Pourtant, « Tout va pour le mieux » manque de la compétence lisse et de la précision comique de « Little Miss Sunshine », un film qui l’a clairement influencé. Le film est réalisé par Jon S. Baird (« Tetris »), sur un scénario de Steven Rogers, qui a écrit « I, Tonya » (que j’ai adoré), mais il a aussi écrit (ou co-écrit) plusieurs mauvais films des années 90 et 2000 (comme « Stepmom » et « Hope Floats » et « Kate & Leopold » et « P.S. I Love You »), et c’est un film de ce Steven Rogers. Le film est bâclé ; il est plein d’arcs et d’idées à moitié développés qui ne s’assemblent pas complètement.
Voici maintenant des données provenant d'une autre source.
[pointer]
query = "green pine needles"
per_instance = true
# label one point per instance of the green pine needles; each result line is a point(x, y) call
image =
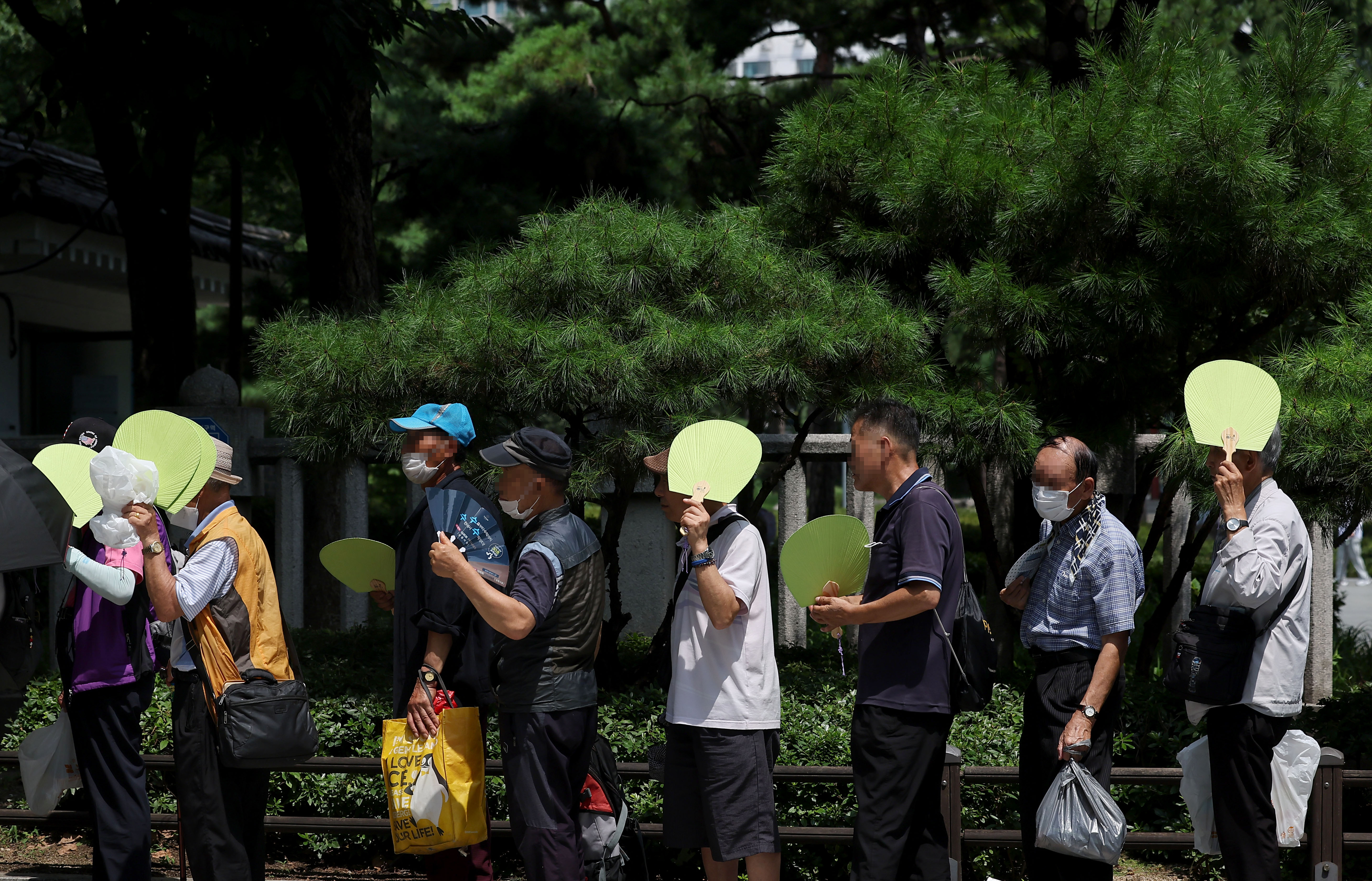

Pour un acteur aussi talentueux que lui, Bryan Cranston semble parfois attiré par une certaine largeur de comédie. Il rend Buddy sympathique d’une manière audacieuse, bien que sa performance soit principalement un morceau agile de kitsch. Mais ensuite, quelque chose de sérieusement inattendu se produit. Macy ramène finalement la famille dans le Kansas, où ils emménagent dans une ferme avec le frère éloigné et grincheux de Macy (Chris Cooper), et tout le cadre excentrique du monde du théâtre contre l’Amérique traditionnelle est encore plus mis en évidence. Allison Janney, dans ce rôle, est tour à tour chaleureuse, hérissée, illusionnée et autoritaire. Je n’ai jamais vraiment cru à la trahison romantique de Macy envers Buddy, et je n’y ai pas cru non plus quand elle abandonne le contrat de cinq ans qu’ils avaient obtenu pour produire des spectacles à Milwaukee, car sa décision n’a aucun sens financier. Pourtant, « Tout va pour le mieux » est le genre de film qui vous demande de suivre ce qui se passe, plus c’est capricieux, mieux c’est, comme si cela le rendait somehow « réel ».